Key Highlights
- The coffee retailer is creating proprietary AI-driven technology to eliminate reliance on IBM and Microsoft enterprise solutions
- Annual software expenditures currently total approximately $400 million, which the company aims to significantly reduce
- Internal deployment of certain custom systems may begin before the conclusion of 2026, subject to validation
- The technology division expects to reduce spending by roughly $30 million during the current fiscal year
- Software vendor stocks tumbled in early trading: IBM down ~3%, ServiceNow ~3.5%, and Salesforce ~4%
The Seattle-based coffee retailer is developing proprietary artificial intelligence technology to eliminate its dependence on enterprise software purchased from major vendors like IBM and Microsoft. The announcement triggered a selloff in software stocks during Thursday’s early session.
IBM shares slid approximately 3% before the opening bell. ServiceNow tumbled about 3.5% while Salesforce dropped nearly 4% in premarket activity. SBUX stock, meanwhile, climbed almost 3% to reach $106.93 during Thursday trading.
The global coffeehouse chain is engineering alternatives to a Microsoft platform used for inventory tracking and an IBM application that oversees maintenance workflows.
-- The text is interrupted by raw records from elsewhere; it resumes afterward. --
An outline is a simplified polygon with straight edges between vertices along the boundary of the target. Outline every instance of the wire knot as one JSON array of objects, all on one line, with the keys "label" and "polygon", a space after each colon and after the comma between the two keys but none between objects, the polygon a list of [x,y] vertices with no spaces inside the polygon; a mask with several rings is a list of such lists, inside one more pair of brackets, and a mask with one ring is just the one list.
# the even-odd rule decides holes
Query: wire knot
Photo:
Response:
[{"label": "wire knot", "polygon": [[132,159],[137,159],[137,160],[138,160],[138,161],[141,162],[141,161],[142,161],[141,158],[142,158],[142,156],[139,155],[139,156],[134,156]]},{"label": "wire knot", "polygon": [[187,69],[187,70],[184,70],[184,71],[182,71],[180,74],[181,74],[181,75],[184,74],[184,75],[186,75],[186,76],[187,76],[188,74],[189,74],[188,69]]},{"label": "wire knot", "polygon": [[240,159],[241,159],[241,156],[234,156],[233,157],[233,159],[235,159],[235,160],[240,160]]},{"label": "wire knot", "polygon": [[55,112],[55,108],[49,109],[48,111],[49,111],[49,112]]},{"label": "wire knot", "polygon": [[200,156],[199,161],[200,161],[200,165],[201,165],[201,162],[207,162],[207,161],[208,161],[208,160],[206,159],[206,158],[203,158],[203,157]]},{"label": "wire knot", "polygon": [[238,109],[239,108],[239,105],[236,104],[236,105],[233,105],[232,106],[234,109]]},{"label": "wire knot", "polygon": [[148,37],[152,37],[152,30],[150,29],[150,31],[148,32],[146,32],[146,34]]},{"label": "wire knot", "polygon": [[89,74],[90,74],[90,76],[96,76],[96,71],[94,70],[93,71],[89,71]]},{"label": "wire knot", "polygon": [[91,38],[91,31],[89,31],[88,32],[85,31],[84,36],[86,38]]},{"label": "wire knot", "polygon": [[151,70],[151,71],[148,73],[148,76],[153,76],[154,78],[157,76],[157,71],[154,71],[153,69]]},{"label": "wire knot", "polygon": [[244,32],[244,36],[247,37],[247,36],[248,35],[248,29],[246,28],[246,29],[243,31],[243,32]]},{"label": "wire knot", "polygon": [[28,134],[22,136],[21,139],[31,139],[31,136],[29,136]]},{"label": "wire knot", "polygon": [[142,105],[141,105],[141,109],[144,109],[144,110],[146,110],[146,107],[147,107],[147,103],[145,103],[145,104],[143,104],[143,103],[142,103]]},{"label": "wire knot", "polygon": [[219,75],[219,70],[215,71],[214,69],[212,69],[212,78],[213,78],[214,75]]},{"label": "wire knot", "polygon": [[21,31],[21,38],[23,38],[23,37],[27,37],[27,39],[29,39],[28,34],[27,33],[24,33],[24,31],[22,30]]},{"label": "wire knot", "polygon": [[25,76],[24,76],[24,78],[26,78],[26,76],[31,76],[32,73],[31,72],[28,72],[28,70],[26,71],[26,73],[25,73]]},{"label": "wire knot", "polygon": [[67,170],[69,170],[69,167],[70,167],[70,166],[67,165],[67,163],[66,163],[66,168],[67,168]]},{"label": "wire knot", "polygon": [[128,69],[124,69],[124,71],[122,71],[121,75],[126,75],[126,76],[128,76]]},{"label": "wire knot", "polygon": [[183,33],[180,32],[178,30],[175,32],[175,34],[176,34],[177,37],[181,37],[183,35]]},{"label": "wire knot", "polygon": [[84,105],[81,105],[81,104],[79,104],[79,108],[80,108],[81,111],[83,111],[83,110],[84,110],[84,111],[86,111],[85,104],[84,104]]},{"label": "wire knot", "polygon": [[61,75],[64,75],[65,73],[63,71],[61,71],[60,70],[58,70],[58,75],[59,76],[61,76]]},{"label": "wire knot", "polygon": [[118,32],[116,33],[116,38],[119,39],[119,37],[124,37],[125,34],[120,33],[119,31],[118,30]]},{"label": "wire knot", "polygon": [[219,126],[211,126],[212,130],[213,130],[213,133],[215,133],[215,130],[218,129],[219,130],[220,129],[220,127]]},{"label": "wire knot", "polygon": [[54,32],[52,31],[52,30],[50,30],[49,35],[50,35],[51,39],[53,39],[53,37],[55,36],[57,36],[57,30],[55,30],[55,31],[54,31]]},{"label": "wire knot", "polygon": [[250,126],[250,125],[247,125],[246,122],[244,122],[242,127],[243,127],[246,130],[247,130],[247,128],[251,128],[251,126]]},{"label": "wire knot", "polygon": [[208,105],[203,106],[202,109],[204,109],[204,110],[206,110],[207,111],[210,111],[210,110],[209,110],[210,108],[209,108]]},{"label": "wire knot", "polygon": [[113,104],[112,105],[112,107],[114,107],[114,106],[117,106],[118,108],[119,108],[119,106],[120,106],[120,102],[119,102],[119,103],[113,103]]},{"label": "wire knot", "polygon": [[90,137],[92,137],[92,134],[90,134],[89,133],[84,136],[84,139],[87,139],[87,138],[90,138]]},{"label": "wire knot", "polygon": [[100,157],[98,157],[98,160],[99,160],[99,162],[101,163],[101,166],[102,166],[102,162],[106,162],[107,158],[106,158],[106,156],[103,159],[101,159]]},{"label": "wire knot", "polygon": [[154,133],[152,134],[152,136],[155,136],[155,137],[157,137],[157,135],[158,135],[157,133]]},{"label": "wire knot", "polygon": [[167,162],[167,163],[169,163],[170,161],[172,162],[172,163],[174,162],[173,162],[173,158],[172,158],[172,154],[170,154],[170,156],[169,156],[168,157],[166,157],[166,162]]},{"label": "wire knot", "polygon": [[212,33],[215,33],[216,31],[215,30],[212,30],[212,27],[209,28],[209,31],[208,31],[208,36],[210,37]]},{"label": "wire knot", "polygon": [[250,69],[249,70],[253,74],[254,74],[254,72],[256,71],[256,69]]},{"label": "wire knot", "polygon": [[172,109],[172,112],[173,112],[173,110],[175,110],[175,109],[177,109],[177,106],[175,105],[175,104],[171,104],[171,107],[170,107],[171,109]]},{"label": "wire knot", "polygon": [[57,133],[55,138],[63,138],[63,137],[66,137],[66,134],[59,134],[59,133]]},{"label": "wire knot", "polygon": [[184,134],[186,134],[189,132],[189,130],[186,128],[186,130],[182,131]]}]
According to a Bloomberg report referencing internal corporate documentation, certain homegrown platforms could launch by late next year following comprehensive testing.
Chief Technology Officer Anand Varadarajan informed staff earlier this year that the organization allocates approximately $400 million per year to software purchases. He emphasized that “clear opportunities to reduce the spend in software” exist within current operations.
The company is conducting a comprehensive audit of “every contract and service” throughout its technology infrastructure as part of an ambitious initiative to eliminate $2 billion in enterprise-wide expenses.
Artificial intelligence-powered development tools have reportedly been instrumental in creating the replacement system for IBM’s maintenance management platform. The organization has simultaneously encouraged technology personnel to expand their utilization of AI capabilities — with AI engagement now incorporated into performance bonus calculations.
Financial Reductions and Personnel Adjustments
The enterprise technology group anticipates trimming its yearly expenditures by approximately $30 million throughout the fiscal period concluding in late September. This encompasses about $10 million in software cost reductions and approximately $13 million from decreased dependence on external contractors.
Starbucks has additionally been developing an internal point-of-sale platform for several years to phase out Oracle Simphony, Bloomberg sources indicated.
Since February of the previous year, the organization has eliminated roughly 2,300 positions, with a substantial portion concentrated in technology-related functions.
Geographic Expansion Amid Workforce Reductions
Despite workforce contractions, Starbucks is broadening its technology footprint through new office locations in Nashville and India, while maintaining its Seattle headquarters.
The corporation’s annual software budget totals approximately $400 million. The internal presentation examined by Bloomberg indicated the enterprise technology division is meeting its cost reduction objectives for the present fiscal year.
Starbucks’ GF Score registers at 81 out of 100. The company’s profitability receives an 8 out of 10 rating, although financial strength scores only 4 out of 10. The equity trades at a P/E ratio of 78.87.
Insider transactions during the previous three months reveal $0.9 million in stock dispositions, with zero reported acquisitions.
The Bloomberg analysis also highlighted that AI utilization has become an official component in bonus determination for select employees within the technology organization.